# taz.de -- Organisation gegen Hass im Netz: USA-Einreiseverbot für HateAid
       
       > Die US-Regierung spricht von Zensur und verhängt Einreiseverbote – auch
       > gegen die Geschäftsführerinnen der deutschen Organisation HateAid.
       
 (IMG) Bild: Anna-Lena von Hodenberg, eine der beiden Leiterinnen der HateAid
       
       dpa | Die gegen Hass und Hetze im Internet eintretende deutsche
       Beratungsstelle HateAid ist ins Visier der Regierung von US-Präsident
       Donald Trump geraten.
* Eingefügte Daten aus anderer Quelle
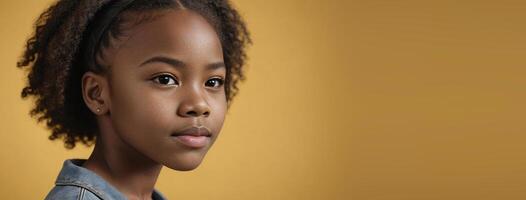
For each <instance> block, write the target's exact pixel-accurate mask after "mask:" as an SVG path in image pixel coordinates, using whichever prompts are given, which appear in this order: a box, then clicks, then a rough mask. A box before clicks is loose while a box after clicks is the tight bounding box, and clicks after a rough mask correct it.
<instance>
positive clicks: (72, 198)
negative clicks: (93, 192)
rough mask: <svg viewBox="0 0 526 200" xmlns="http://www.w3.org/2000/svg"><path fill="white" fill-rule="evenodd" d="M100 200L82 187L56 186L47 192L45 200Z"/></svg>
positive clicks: (70, 185) (57, 185) (69, 185)
mask: <svg viewBox="0 0 526 200" xmlns="http://www.w3.org/2000/svg"><path fill="white" fill-rule="evenodd" d="M59 199H60V200H100V198H99V197H97V196H96V195H95V194H93V193H92V192H90V191H89V190H87V189H86V188H83V187H78V186H73V185H57V186H55V187H53V189H51V191H49V193H48V195H47V196H46V198H45V200H59Z"/></svg>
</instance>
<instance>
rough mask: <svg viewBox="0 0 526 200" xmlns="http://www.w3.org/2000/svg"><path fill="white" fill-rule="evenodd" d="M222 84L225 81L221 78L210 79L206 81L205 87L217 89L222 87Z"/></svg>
mask: <svg viewBox="0 0 526 200" xmlns="http://www.w3.org/2000/svg"><path fill="white" fill-rule="evenodd" d="M224 82H225V81H223V79H221V78H211V79H208V81H206V83H205V86H207V87H214V88H218V87H221V86H223V84H224Z"/></svg>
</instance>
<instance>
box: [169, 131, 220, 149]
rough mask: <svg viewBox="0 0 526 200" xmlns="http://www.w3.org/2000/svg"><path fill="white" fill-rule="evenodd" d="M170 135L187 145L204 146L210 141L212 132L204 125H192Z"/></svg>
mask: <svg viewBox="0 0 526 200" xmlns="http://www.w3.org/2000/svg"><path fill="white" fill-rule="evenodd" d="M170 137H171V138H172V139H174V140H175V141H177V142H179V143H181V144H183V145H185V146H187V147H190V148H203V147H205V146H207V145H208V144H209V143H210V138H211V137H212V133H210V131H209V130H208V128H206V127H204V126H200V127H197V126H192V127H190V128H186V129H183V130H181V131H177V132H175V133H172V134H171V135H170Z"/></svg>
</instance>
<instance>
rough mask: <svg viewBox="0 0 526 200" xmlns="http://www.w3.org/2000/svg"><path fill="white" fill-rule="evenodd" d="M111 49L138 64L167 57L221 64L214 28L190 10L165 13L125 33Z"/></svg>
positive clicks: (205, 21)
mask: <svg viewBox="0 0 526 200" xmlns="http://www.w3.org/2000/svg"><path fill="white" fill-rule="evenodd" d="M115 46H116V48H114V51H115V52H114V53H115V56H116V57H122V56H126V57H127V59H128V60H129V61H134V62H140V61H143V60H144V59H145V57H152V56H157V55H163V56H170V57H174V58H177V59H180V60H183V61H185V62H190V63H191V62H194V63H195V62H220V61H222V60H223V53H222V48H221V42H220V40H219V37H218V35H217V33H216V31H215V30H214V28H213V26H212V25H211V24H210V23H209V22H208V21H207V20H206V19H205V18H204V17H202V16H201V15H199V14H197V13H195V12H193V11H189V10H167V11H162V13H161V14H159V15H158V16H156V17H155V18H153V20H149V21H147V22H144V23H140V24H138V25H135V26H133V27H132V28H129V29H128V30H125V32H124V37H121V38H119V39H118V41H117V43H116V45H115Z"/></svg>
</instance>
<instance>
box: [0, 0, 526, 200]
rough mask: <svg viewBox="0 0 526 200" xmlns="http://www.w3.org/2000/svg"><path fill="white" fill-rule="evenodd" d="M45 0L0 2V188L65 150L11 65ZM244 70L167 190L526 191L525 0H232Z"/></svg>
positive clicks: (466, 196)
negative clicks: (50, 128)
mask: <svg viewBox="0 0 526 200" xmlns="http://www.w3.org/2000/svg"><path fill="white" fill-rule="evenodd" d="M49 2H50V1H49V0H31V1H1V2H0V25H1V26H0V67H1V68H0V69H1V70H0V89H1V90H0V91H1V93H0V95H1V96H0V97H1V99H0V113H1V114H0V122H1V127H0V128H1V129H0V133H1V136H2V138H1V139H0V156H1V157H0V159H1V165H0V177H1V179H0V180H1V182H0V195H1V196H2V197H1V198H2V199H41V198H43V196H44V195H45V194H46V193H47V192H48V191H49V189H50V188H51V187H52V186H53V181H54V179H55V178H56V175H57V174H58V172H59V170H60V167H61V165H62V162H63V160H64V159H68V158H73V157H78V158H86V157H87V156H88V155H89V153H90V151H91V149H89V148H84V147H83V146H79V147H78V148H77V149H75V150H73V151H67V150H65V149H64V148H63V146H62V143H61V142H58V141H57V142H50V141H48V140H47V136H48V134H49V132H48V131H47V130H45V128H44V125H43V124H40V125H37V124H36V123H35V120H34V119H31V118H30V117H29V115H28V112H29V109H30V103H31V102H30V101H22V100H21V99H20V98H19V92H20V89H21V88H22V86H23V83H24V73H23V72H22V71H21V70H18V69H17V68H16V67H15V63H16V61H17V58H18V57H19V56H20V54H21V52H22V47H23V45H24V42H25V39H27V37H28V36H29V34H30V33H31V31H32V28H31V24H32V23H33V22H34V20H35V19H36V17H37V16H38V14H39V13H40V12H41V11H43V9H44V8H45V7H46V6H47V5H48V4H49ZM234 3H235V5H237V7H238V8H239V10H240V11H241V13H242V14H243V16H245V18H246V21H247V23H248V25H249V28H250V30H251V32H252V36H253V39H254V43H255V44H254V46H253V47H252V48H251V49H250V52H249V56H250V62H249V68H248V70H247V75H248V80H247V81H246V82H245V83H243V84H242V85H241V92H240V94H239V96H238V97H237V98H236V99H235V100H234V104H233V106H232V107H231V110H230V113H229V114H228V116H227V121H226V124H225V126H224V129H223V131H222V133H221V134H222V135H221V136H220V138H219V140H218V141H217V142H216V144H215V146H214V147H213V148H212V149H211V151H210V152H209V154H208V155H207V157H206V159H205V161H204V162H203V164H202V165H201V166H200V167H199V168H198V169H196V170H195V171H192V172H176V171H172V170H169V169H167V168H165V169H164V170H163V172H162V174H161V176H160V178H159V180H158V183H157V185H156V187H157V188H158V189H159V190H160V191H161V192H163V193H164V194H165V195H166V196H167V197H168V198H170V199H302V200H303V199H346V200H347V199H353V200H413V199H414V200H433V199H437V200H438V199H448V200H457V199H458V200H465V199H477V200H485V199H526V145H525V144H524V143H525V142H526V133H525V131H526V125H525V124H526V123H525V113H526V106H524V103H525V102H526V89H525V86H526V79H525V76H526V68H525V64H526V60H525V58H526V56H524V54H525V52H526V51H525V50H526V23H525V20H526V12H525V10H526V3H524V2H522V1H512V0H502V1H482V0H479V1H475V0H472V1H468V0H464V1H458V0H457V1H452V0H441V1H438V0H437V1H421V0H397V1H393V0H355V1H352V0H350V1H343V0H341V1H337V0H328V1H314V0H286V1H278V0H235V1H234Z"/></svg>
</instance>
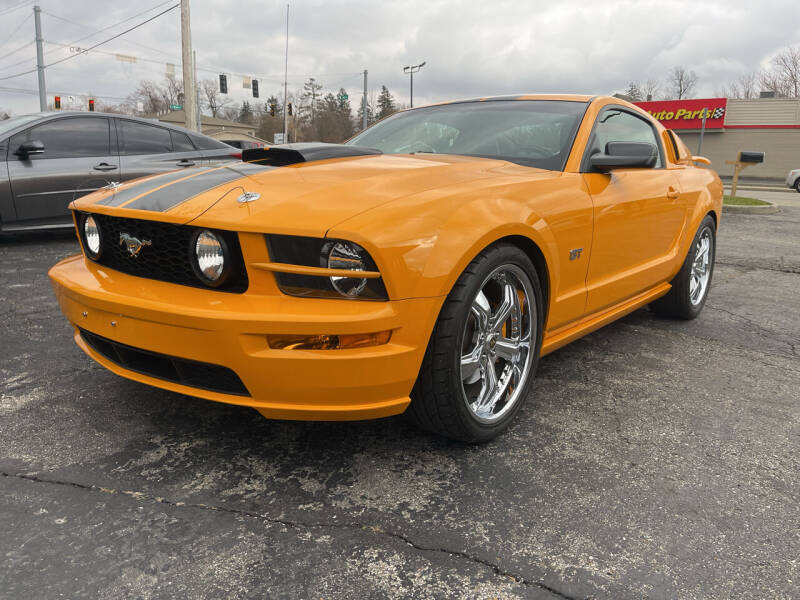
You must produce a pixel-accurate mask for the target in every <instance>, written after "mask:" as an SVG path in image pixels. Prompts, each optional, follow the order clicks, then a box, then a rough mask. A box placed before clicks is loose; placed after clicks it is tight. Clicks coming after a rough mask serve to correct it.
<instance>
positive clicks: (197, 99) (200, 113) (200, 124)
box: [192, 50, 203, 133]
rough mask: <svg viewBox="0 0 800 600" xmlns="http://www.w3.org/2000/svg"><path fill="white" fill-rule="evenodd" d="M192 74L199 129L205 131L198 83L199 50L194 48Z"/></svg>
mask: <svg viewBox="0 0 800 600" xmlns="http://www.w3.org/2000/svg"><path fill="white" fill-rule="evenodd" d="M192 74H193V75H194V85H195V88H194V89H195V91H196V92H197V93H196V94H195V97H196V98H197V105H196V106H197V131H199V132H200V133H203V121H202V119H203V116H202V114H203V113H202V112H201V111H200V87H199V86H198V85H197V50H192Z"/></svg>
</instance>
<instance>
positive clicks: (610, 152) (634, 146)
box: [589, 142, 658, 173]
mask: <svg viewBox="0 0 800 600" xmlns="http://www.w3.org/2000/svg"><path fill="white" fill-rule="evenodd" d="M657 161H658V148H656V145H655V144H649V143H647V142H608V143H607V144H606V151H605V152H598V153H597V154H593V155H592V156H591V157H590V158H589V164H590V165H591V166H592V169H594V170H595V171H600V172H602V173H607V172H608V171H611V170H613V169H651V168H653V167H654V166H655V164H656V162H657Z"/></svg>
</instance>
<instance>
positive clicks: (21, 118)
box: [0, 115, 42, 136]
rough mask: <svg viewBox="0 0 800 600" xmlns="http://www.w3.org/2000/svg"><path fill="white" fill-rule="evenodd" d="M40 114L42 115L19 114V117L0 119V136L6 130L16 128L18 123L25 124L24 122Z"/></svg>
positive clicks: (10, 130) (21, 124)
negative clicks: (3, 119) (1, 119)
mask: <svg viewBox="0 0 800 600" xmlns="http://www.w3.org/2000/svg"><path fill="white" fill-rule="evenodd" d="M41 116H42V115H20V116H19V117H11V118H10V119H5V120H3V121H0V136H2V135H3V134H4V133H6V132H8V131H11V130H12V129H16V128H17V127H19V126H20V125H25V123H30V122H31V121H35V120H36V119H39V118H40V117H41Z"/></svg>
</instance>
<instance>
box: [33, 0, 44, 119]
mask: <svg viewBox="0 0 800 600" xmlns="http://www.w3.org/2000/svg"><path fill="white" fill-rule="evenodd" d="M41 12H42V9H41V8H39V5H38V4H36V5H35V6H34V7H33V22H34V24H35V26H36V70H37V72H38V74H39V110H40V111H42V112H44V111H46V110H47V90H46V89H45V85H44V52H42V43H43V42H44V40H43V39H42V17H41V14H40V13H41Z"/></svg>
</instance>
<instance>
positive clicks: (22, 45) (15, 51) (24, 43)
mask: <svg viewBox="0 0 800 600" xmlns="http://www.w3.org/2000/svg"><path fill="white" fill-rule="evenodd" d="M32 45H33V42H25V43H24V44H22V46H19V47H18V48H16V49H14V50H12V51H11V52H8V53H7V54H4V55H3V56H0V60H3V59H4V58H6V57H7V56H11V55H12V54H16V53H17V52H19V51H20V50H24V49H25V48H27V47H28V46H32ZM26 60H27V59H26ZM23 62H24V61H23Z"/></svg>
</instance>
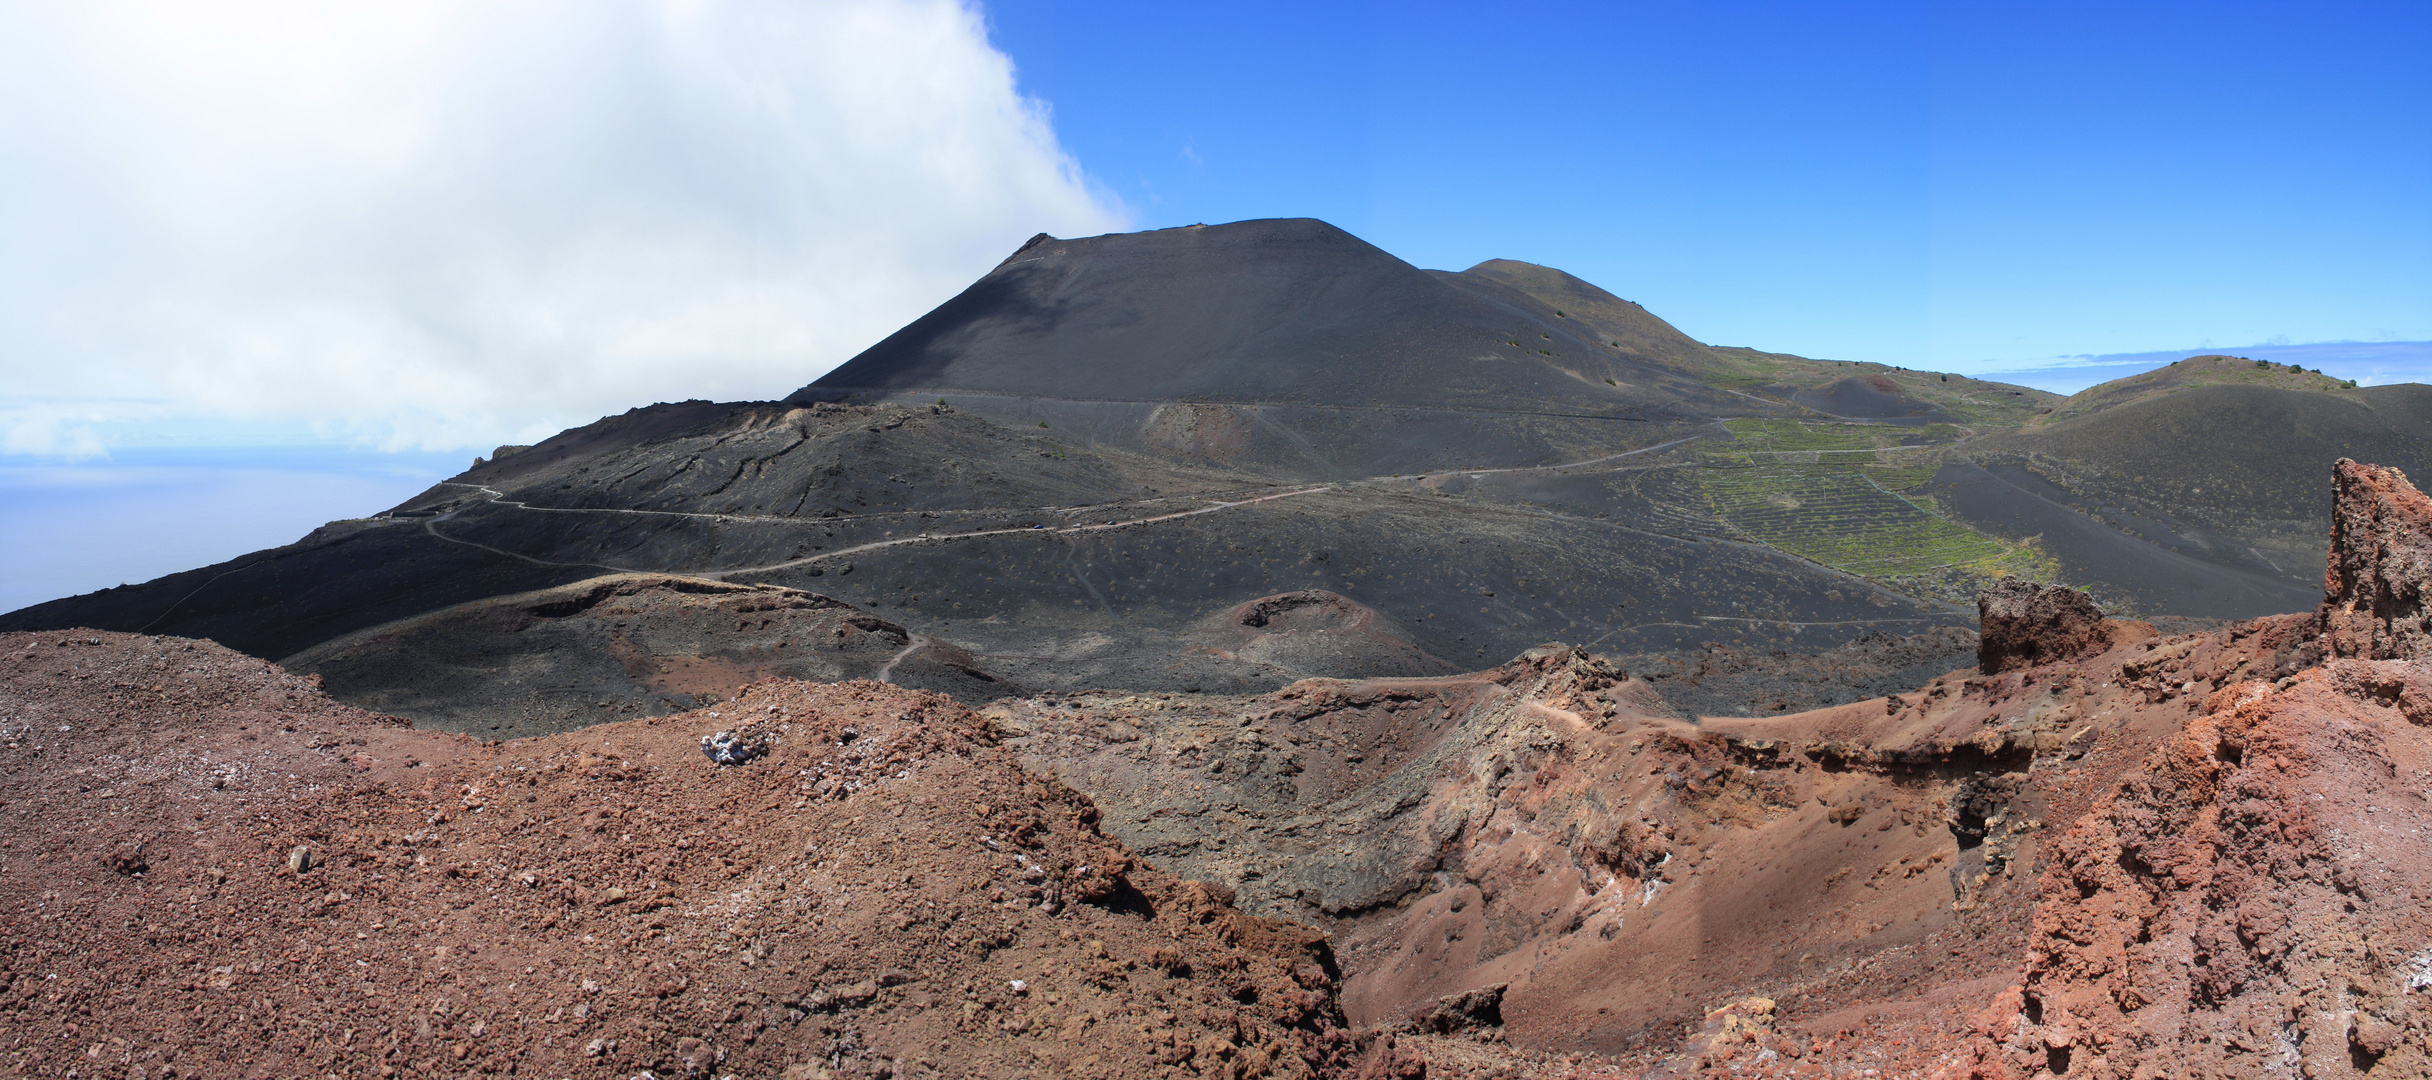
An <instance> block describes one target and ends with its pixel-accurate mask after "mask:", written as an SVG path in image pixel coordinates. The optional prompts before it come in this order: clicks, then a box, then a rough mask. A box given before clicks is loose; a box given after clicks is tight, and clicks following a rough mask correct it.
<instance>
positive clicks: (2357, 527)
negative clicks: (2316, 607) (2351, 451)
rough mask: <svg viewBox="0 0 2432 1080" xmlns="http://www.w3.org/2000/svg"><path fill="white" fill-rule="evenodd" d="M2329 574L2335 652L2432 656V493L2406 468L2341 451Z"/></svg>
mask: <svg viewBox="0 0 2432 1080" xmlns="http://www.w3.org/2000/svg"><path fill="white" fill-rule="evenodd" d="M2330 474H2332V484H2335V489H2337V494H2335V501H2332V511H2330V559H2327V562H2330V564H2327V567H2325V572H2323V608H2320V611H2318V615H2315V618H2318V623H2320V628H2323V647H2325V652H2330V654H2332V657H2357V659H2415V657H2432V499H2425V494H2422V491H2417V489H2415V484H2410V482H2408V474H2405V472H2398V469H2386V467H2378V465H2361V462H2354V460H2347V457H2340V462H2337V465H2332V467H2330Z"/></svg>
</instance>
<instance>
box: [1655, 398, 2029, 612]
mask: <svg viewBox="0 0 2432 1080" xmlns="http://www.w3.org/2000/svg"><path fill="white" fill-rule="evenodd" d="M1729 428H1732V433H1734V435H1736V438H1739V443H1729V445H1719V448H1715V450H1712V452H1710V455H1707V460H1705V462H1702V465H1705V467H1702V469H1698V484H1700V489H1702V491H1705V499H1707V504H1710V506H1712V508H1715V516H1717V518H1722V521H1727V523H1729V525H1732V528H1736V530H1739V533H1744V535H1746V538H1751V540H1756V542H1763V545H1770V547H1780V550H1785V552H1790V555H1797V557H1802V559H1809V562H1822V564H1826V567H1834V569H1843V572H1851V574H1858V576H1868V579H1921V576H1938V574H1946V572H1953V569H1955V572H1963V574H1970V576H2004V574H2031V576H2038V579H2050V576H2053V572H2055V567H2050V559H2045V557H2043V555H2040V552H2036V550H2033V547H2026V545H2014V542H2002V540H1994V538H1989V535H1982V533H1975V530H1970V528H1965V525H1958V523H1953V521H1946V518H1943V516H1938V513H1933V511H1931V508H1929V506H1924V504H1919V501H1912V499H1904V496H1902V494H1899V491H1904V489H1916V486H1921V484H1926V479H1931V477H1933V469H1936V465H1938V450H1941V448H1943V445H1946V443H1950V440H1955V435H1958V431H1953V428H1948V426H1933V428H1885V426H1873V423H1805V421H1732V423H1729Z"/></svg>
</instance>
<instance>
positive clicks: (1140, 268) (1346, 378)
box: [793, 219, 1722, 416]
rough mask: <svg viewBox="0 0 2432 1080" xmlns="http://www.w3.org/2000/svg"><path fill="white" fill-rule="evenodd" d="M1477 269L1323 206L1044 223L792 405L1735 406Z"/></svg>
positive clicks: (1681, 376)
mask: <svg viewBox="0 0 2432 1080" xmlns="http://www.w3.org/2000/svg"><path fill="white" fill-rule="evenodd" d="M1462 277H1464V275H1440V272H1428V270H1420V268H1415V265H1411V263H1403V260H1398V258H1394V255H1389V253H1384V251H1379V248H1377V246H1372V243H1367V241H1362V238H1357V236H1352V234H1345V231H1342V229H1335V226H1330V224H1325V221H1316V219H1262V221H1235V224H1221V226H1184V229H1158V231H1145V234H1109V236H1090V238H1073V241H1063V238H1053V236H1043V234H1041V236H1036V238H1031V243H1026V246H1021V251H1017V253H1012V255H1009V258H1007V260H1004V263H1000V265H997V268H995V270H990V272H987V275H985V277H980V280H978V282H973V285H970V287H968V289H963V292H961V294H958V297H953V299H948V302H946V304H939V306H936V309H934V311H929V314H924V316H922V319H914V321H912V324H910V326H905V328H902V331H895V333H893V336H888V338H885V341H880V343H878V345H871V348H868V350H863V353H861V355H856V358H851V360H849V362H844V365H841V367H837V370H832V372H827V375H822V377H820V379H817V382H812V384H810V387H803V389H800V392H795V394H793V401H817V399H834V396H844V394H854V392H863V394H866V392H983V394H1017V396H1043V399H1082V401H1223V404H1313V406H1355V409H1357V406H1454V409H1493V411H1527V414H1591V416H1659V414H1690V416H1710V414H1712V406H1717V404H1719V401H1722V394H1717V392H1715V389H1710V387H1705V384H1700V382H1698V379H1693V377H1690V375H1685V372H1681V370H1673V367H1671V365H1663V362H1661V358H1646V355H1634V353H1632V350H1625V348H1617V345H1615V338H1612V336H1605V333H1600V331H1598V328H1591V326H1588V324H1583V321H1578V319H1564V316H1554V314H1552V311H1544V304H1539V302H1535V299H1530V297H1527V294H1522V292H1518V289H1510V287H1503V285H1501V282H1493V280H1491V277H1479V280H1462ZM1649 319H1651V316H1649ZM1681 341H1688V338H1681ZM1690 345H1695V343H1690Z"/></svg>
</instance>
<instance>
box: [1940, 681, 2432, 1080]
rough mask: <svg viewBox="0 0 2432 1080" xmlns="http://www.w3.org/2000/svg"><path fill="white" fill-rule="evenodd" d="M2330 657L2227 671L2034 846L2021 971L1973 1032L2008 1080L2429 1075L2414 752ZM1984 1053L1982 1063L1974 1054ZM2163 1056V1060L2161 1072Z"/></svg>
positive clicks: (2426, 980) (2424, 953)
mask: <svg viewBox="0 0 2432 1080" xmlns="http://www.w3.org/2000/svg"><path fill="white" fill-rule="evenodd" d="M2342 664H2352V666H2361V662H2332V664H2330V666H2323V669H2313V671H2306V674H2301V676H2296V679H2293V681H2291V684H2286V686H2281V688H2271V686H2269V684H2262V681H2247V684H2235V686H2228V688H2223V691H2218V693H2213V698H2211V703H2208V705H2211V713H2206V715H2196V718H2191V720H2189V722H2186V725H2184V727H2182V730H2179V732H2177V735H2174V737H2172V739H2167V742H2164V744H2162V747H2157V752H2155V754H2152V756H2150V759H2147V761H2145V766H2143V769H2140V771H2135V774H2133V776H2128V778H2126V783H2121V786H2118V791H2116V793H2113V795H2109V798H2104V800H2101V803H2096V808H2094V810H2092V812H2089V815H2087V817H2082V820H2079V822H2077V825H2074V827H2072V829H2070V832H2067V834H2065V837H2060V839H2057V842H2055V844H2053V849H2050V851H2048V859H2050V868H2048V871H2045V876H2043V883H2040V893H2043V898H2040V902H2038V907H2036V929H2033V941H2031V949H2028V963H2026V983H2023V992H2021V997H2019V1000H2016V1002H2009V1005H1997V1007H1994V1009H1992V1012H1997V1017H1987V1022H1985V1024H1982V1029H1987V1031H1989V1034H1992V1036H1994V1041H1997V1051H1994V1053H1989V1058H1999V1061H2002V1063H2006V1065H2009V1068H2014V1070H2016V1073H2011V1075H2019V1073H2026V1075H2310V1078H2335V1075H2427V1070H2432V1058H2427V1053H2425V1048H2427V1039H2432V1009H2427V1007H2425V997H2422V992H2420V990H2422V988H2425V985H2432V978H2427V975H2425V971H2432V951H2427V949H2425V941H2422V900H2417V898H2420V895H2422V890H2420V888H2417V885H2415V883H2417V881H2422V873H2425V868H2427V851H2425V849H2422V842H2420V839H2415V837H2420V834H2422V829H2425V827H2432V812H2427V810H2425V803H2422V798H2417V795H2415V793H2413V791H2410V788H2413V786H2415V783H2413V778H2410V776H2405V774H2403V771H2400V766H2403V764H2413V761H2422V759H2425V754H2427V752H2432V732H2427V730H2425V727H2420V725H2410V722H2405V720H2403V718H2400V715H2396V713H2398V708H2393V705H2391V703H2383V701H2378V696H2376V693H2359V691H2369V686H2359V684H2354V681H2344V679H2340V674H2337V671H2335V669H2337V666H2342ZM1987 1063H1989V1061H1987ZM2162 1070H2167V1073H2162Z"/></svg>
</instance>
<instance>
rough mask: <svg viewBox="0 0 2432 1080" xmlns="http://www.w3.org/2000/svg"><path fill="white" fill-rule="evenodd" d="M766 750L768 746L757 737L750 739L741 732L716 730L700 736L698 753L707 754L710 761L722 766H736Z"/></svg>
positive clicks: (761, 753)
mask: <svg viewBox="0 0 2432 1080" xmlns="http://www.w3.org/2000/svg"><path fill="white" fill-rule="evenodd" d="M766 752H769V747H764V744H761V742H759V739H751V737H747V735H742V732H717V735H703V737H700V754H703V756H708V759H710V761H717V764H722V766H737V764H744V761H751V759H756V756H761V754H766Z"/></svg>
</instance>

Die beiden Leiterinnen der gemeinnützigen
       Organisation wurden ebenso wie drei andere Europäer wegen angeblicher
       Zensur amerikanischer Online-Plattformen mit Einreiseverboten belegt, wie
       das US-Außenministerium auf X mitteilte. In einer Stellungnahme sprachen
       die HateAid-Geschäftsführerinnen Josephine Ballon und Anna-Lena von
       Hodenberg von einem „Akt der Repression“. Auch die französische Regierung
       reagierte empört.
       
       „Wir sind nicht überrascht. Es ist ein Akt der Repression einer Regierung,
       die zunehmend Rechtsstaatlichkeit missachtet und versucht, ihre Kritiker
       mit aller Härte zum Schweigen zu bringen“, erklärten Ballon und von
       Hodenberg auf dpa-Anfrage. Die US-Regierung versuche mit allen Mitteln zu
       verhindern, dass sich US-Konzerne in Europa an geltendes Recht halten
       müssen, und stelle damit „die europäische Souveränität infrage“. Mit diesem
       Vorgehen sei eine neue Eskalationsstufe erreicht.
       
       ## Bundesverdienstorden für „radikale Aktivisten“?
       
       Das von der US-Regierung am Dienstagabend (Ortszeit) verkündete
       Einreiseverbot richtet sich nach offizieller Darstellung gegen „radikale
       Aktivisten“ und Nichtregierungsorganisationen, die Zensurmaßnahmen durch
       Drittstaaten vorangetrieben hätten. „Viel zu lange haben Ideologen in
       Europa organisierte Bemühungen angeführt, um amerikanische Plattformen dazu
       zu zwingen, amerikanische Standpunkte zu bestrafen, die ihnen nicht
       passen“, [1][schrieb Außenminister Marco Rubio auf X]. Er drohte: Wenn es
       keine Kurskorrektur gebe, werde die Liste der Sanktionierten noch länger.
       
       Bundesjustizministerin Stefanie Hubig hat die Vorwürfe der US-Regierung als
       inakzeptabel zurückgewiesen. „HateAid unterstützt Betroffene von
       rechtswidriger digitaler Hassrede. Die Organisation leistet einen wichtigen
       Beitrag dazu, dass Persönlichkeitsrechte auch im digitalen Raum geschützt
       werden“, teilte die SPD-Politikerin in Berlin mit. „Wer das als Zensur
       bezeichnet, stellt unser rechtsstaatliches System falsch dar“, fügte sie
       hinzu.
       
       HateAid unterstütze Betroffene, aber die Organisation selbst verbiete keine
       Meinungsäußerungen, erklärte Hubig weiter. „Nach welchen Regeln wir in
       Deutschland und in Europa im digitalen Raum leben wollen, wird nicht in
       Washington entschieden“, betonte sie. Die Maßnahmen der Regierung von
       US-Präsident Donald Trump „zeigen, dass das zivilgesellschaftliche
       Engagement mächtigen Plattformen unbequem ist“. Die Geschäftsführerinnen
       von HateAid, Josephine Ballon und Anna-Lena von Hodenberg, „haben unsere
       Unterstützung und Solidarität“.
       
       Das Ministerium der Justiz und für Verbraucherschutz (BMJV) fördert nach
       eigenen Angaben seit 2020 eine bedarfsgerechte Beratung durch HateAid für
       Betroffene von digitaler Gewalt. Die Entscheidung, ob und in welcher Höhe
       Organisationen gefördert werden, treffe final der Haushaltsgesetzgeber,
       also der Bundestag. Das Ministerium habe auf die Geschäftsführung von
       HateAid keinen Einfluss.
       
       HateAid bietet psychologische und rechtliche Unterstützung für Menschen an,
       die im Internet diskriminiert, beleidigt, bedroht oder angegriffen werden.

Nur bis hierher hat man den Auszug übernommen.